Print media remain in private hands, though large conglomerates and prominent families, some with political ties, own the majority of outlets. Radio and television remain under the control of the state or formerly state-affiliated private businesses, and many radio stations were closed after the 2006 coup, though hundreds of officially registered stations continue to broadcast throughout the country. Government control of the broadcast media increased in 2007 when the Public Relations Department took over Thailand's only independent television station, iTV; officials claimed that the station, previously run by one of Thaksin's former companies, had illegally changed its operating concession with the prime minister's office and thus owed crippling fines. A new public broadcaster, the Thai Public Broadcasting Corporation, was established in January 2008. Press freedom groups welcomed the development but reiterated concerns about iTV's closure. The government's failure to set up the regulating and licensing commission in 2009, as required by the 2008 Broadcasting Act, meant that the country's 2,000 to 3,000 community radio stations continued to operate outside the law.
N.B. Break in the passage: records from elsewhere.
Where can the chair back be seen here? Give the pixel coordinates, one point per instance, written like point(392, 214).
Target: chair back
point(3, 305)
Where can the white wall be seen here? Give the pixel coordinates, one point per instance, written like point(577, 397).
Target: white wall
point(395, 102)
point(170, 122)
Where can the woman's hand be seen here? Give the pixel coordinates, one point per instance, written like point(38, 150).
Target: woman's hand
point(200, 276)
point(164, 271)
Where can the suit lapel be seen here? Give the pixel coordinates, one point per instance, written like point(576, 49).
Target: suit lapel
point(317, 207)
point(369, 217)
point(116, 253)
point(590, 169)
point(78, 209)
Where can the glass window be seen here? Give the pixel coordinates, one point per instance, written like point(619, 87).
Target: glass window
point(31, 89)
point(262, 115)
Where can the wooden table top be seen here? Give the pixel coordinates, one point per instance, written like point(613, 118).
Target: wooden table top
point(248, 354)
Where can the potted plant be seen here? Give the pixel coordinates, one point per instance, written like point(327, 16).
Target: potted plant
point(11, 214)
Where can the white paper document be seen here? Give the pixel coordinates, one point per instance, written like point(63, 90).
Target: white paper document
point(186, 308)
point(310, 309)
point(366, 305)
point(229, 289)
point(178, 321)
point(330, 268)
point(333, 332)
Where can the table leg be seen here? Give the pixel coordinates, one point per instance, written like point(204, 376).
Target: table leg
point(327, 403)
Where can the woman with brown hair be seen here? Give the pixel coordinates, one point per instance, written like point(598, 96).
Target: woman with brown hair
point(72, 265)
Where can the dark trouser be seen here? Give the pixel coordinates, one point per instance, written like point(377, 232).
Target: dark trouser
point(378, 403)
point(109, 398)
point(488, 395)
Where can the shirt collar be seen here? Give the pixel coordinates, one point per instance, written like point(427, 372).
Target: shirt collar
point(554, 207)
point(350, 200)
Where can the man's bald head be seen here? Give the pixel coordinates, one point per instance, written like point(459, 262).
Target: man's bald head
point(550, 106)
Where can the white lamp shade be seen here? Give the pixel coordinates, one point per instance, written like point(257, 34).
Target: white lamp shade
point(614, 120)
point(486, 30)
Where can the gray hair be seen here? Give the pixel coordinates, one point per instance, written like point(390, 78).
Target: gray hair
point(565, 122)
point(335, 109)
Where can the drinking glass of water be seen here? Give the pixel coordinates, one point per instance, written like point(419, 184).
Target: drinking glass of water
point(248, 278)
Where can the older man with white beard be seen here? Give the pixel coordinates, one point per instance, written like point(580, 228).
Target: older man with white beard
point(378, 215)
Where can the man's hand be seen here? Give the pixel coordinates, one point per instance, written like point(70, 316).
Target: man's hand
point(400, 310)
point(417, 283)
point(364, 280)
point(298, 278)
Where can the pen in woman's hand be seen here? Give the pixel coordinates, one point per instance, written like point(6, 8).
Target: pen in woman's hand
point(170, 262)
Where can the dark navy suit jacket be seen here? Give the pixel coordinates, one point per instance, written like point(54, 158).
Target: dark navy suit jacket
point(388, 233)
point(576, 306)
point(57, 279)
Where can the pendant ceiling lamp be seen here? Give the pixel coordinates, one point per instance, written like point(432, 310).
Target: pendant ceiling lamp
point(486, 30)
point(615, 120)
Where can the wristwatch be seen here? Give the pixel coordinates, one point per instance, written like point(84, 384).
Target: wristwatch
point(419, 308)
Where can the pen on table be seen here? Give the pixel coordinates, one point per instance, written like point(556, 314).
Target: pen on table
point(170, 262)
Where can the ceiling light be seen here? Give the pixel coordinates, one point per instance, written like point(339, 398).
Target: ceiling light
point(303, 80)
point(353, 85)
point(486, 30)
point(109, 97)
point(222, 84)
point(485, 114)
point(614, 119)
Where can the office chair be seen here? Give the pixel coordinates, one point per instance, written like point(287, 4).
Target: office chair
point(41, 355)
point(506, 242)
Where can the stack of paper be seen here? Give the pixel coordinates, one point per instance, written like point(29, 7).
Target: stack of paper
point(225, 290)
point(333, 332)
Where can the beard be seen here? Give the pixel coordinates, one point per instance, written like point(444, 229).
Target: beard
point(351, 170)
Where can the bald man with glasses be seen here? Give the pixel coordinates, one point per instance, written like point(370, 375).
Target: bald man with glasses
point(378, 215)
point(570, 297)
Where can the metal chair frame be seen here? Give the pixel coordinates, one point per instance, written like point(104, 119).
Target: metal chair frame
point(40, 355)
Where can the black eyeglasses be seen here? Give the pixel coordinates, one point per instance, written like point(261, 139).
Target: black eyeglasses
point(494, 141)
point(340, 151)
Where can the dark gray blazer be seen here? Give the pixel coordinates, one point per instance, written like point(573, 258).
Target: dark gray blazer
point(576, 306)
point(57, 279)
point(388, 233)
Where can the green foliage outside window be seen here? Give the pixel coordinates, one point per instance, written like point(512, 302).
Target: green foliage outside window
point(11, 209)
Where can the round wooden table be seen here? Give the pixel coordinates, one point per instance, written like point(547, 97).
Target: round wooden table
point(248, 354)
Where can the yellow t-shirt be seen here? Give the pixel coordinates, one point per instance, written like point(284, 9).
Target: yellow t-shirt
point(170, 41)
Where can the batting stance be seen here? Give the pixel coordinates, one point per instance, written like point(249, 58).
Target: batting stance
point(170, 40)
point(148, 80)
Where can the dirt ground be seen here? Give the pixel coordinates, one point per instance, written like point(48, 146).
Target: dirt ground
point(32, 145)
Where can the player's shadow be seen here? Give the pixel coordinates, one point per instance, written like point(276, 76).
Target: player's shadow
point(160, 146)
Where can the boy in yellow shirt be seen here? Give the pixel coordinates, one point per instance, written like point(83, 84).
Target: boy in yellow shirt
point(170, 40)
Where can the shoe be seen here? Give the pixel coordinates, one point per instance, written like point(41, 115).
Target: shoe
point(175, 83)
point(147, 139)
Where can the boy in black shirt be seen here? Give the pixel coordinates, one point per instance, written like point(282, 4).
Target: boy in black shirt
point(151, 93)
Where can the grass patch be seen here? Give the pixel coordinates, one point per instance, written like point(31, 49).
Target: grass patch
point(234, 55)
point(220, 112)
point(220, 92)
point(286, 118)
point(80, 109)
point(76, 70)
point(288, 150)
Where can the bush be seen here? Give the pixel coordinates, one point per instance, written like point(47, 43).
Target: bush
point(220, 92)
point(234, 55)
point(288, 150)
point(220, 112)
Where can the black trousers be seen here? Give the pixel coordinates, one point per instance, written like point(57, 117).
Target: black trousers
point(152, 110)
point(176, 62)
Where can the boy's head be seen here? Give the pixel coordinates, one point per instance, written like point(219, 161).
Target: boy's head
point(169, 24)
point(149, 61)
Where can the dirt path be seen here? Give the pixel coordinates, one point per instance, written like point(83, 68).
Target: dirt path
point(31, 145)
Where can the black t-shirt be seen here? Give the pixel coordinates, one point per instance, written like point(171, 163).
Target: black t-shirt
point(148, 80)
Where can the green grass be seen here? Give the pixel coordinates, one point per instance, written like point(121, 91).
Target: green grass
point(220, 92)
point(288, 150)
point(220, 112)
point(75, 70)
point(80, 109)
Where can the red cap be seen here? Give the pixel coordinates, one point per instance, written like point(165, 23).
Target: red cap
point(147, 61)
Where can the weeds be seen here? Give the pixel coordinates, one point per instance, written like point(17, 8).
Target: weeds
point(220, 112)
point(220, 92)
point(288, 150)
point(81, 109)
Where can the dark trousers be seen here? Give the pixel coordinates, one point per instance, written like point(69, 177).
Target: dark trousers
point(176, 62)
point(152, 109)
The internet is accessed by approximately 26 percent of the Thai population. Government censorship of the internet has been in place since 2003, largely to prevent the circulation of pornography and illegal products. However, since the 2006 coup, internet censorship has increasingly been used against potentially disruptive political messages and sites that are considered a threat to national security, including those of Muslim separatist groups. The Computer Crime Act (CCA), imposed by the military government in 2007, assigns prison terms of up to five years for the online publication of forged or false content that endangers individuals, the public, or national security, as well as for the use of proxy servers to access restricted material. The legislation was first invoked against a blogger in 2007 and has increasingly been used to apply lese majeste laws to the internet. A major clampdown on online media occurred in 2009, with the Ministry of Information and Communications Technology (MICT) claiming to have closed 2,000 websites and 8,300 pages for lese majeste violations. In August, the MICT created a police taskforce dedicated to monitoring websites and identifying those posting content that violates lese majeste laws. In April, a blogger was sentenced to 10 years in prison, and the editor of the online newspaper Prachatai was charged under the CCA for postings made to a discussion board that were deemed critical of the queen. According to the Committee to Protect Journalists, the editor faced up to 50 years in prison; the case had not been resolved by year's end.